I can see what date (or range) the person visited the restaurant. I can determine what types of food they enjoy. I might be able to tell what region they are from based on the types of language they use. I know they visited another country and could potentially link this review with other reviews from their trip. And they didn't even include personal data in the text -- something that happens more often than you'd think!

Removing all potential quasi-identifiers is a good idea if you are passing the dataset to another person or company -- and this means spending time determining what they might be and applying anonymization techniques to the dataset itself. Otherwise, it is useful to simply know that removing all quasi-identifiers is difficult and takes time -- therefore any data collected from persons should be assumed to have quasi-identifiers and therefore be private.

User-Input Data is Private Data

When users are given forms, who knows what comes over them? And by them, I mean all of us! I regularly have to stop myself from treating chat prompts and contact forms as places where I can talk directly to another human. I mean, why not just put our name, phone number and account number directly into the form?

Well, the problem really is that this data is often then stored somewhere -- sometimes without any security precautions, or is used without any sanitization for applications like machine learning or natural language processing. So, your phone number or account number, when entered into the form or chat message, they might be stored or used without first removing that information in order to protect your privacy.

So, when we develop application and allow users to input text, to record their voices or videos, to talk with chatbots or customer service representatives; we should treat their user input as private until proven otherwise.

Proprietary Data is Sensitive Data

Beyond person-related data, there are actually plenty of other types of sensitive data. For example, if you are a bank and some of your proprietary information on how you determine new markets to expand into -- or you are a day trader and your proprietary trade information is released, these are your company or job secrets.
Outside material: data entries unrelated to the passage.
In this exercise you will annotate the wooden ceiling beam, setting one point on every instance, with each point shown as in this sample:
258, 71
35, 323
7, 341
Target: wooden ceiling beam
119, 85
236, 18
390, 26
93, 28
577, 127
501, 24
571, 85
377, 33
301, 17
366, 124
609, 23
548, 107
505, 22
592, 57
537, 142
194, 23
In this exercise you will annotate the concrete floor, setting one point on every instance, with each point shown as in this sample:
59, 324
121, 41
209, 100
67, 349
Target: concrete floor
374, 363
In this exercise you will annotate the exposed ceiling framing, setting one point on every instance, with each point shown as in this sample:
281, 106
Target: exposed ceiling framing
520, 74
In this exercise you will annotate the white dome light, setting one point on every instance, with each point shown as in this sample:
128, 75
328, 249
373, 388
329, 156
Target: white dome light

A lot of the data that we use for data science and data mining is related to proprietary data. How much money our company spends on advertisements, our company Intranet materials, operations and logistics data on shipments or devices worldwide. If any of this data were to leak, we would need to determine the extent of the damage -- what if our competitor got ahold of it? What would our board or stockholders think? Would it cause commotion for ourselves or our industry if these secrets were sold?

Use the Robber- and Mom-Tests

If you need to identify sensitive or private data in your dataset -- use a test. The first test would be to ask yourself, "Would it be okay if this data was stolen?". If you can safely say, yes, it would be okay (perhaps not preferred, but if it happened it wouldn't demonstrably affect your day-to-day operations or internal security), then it is likely that data doesn't contain sensitive or private information.

The second test is what I call the "Mom-Test". And this test asks, if the data at hand was your mom's, would you be okay handling it the way you currently do so. Would you use it exactly the same way, share it the same way, store it the same way? If so, you likely are treating this person-related data with care, but if not, you may want to review ways to identify and protect private data before handling it.

Conclusion: Sensitive and Private Data are Everywhere

Hopefully you learned at least one new way to identify sensitive and private data in this article, helping to make your data use more secure. In the end, you are the expert when it comes to your own data, and you should trust your domain knowledge and expertise to help determine what could be a quasi-identifier, what you should remove or protect and how to make sure your data is handled securely.

If you ever aren't sure, or something doesn't pass the Robber or Mom-Tests, it is always better to remain vigilant and cautious. Although perfection is the enemy of good for most things; when managing private or sensitive data, it's far better to strive for truly secure data management.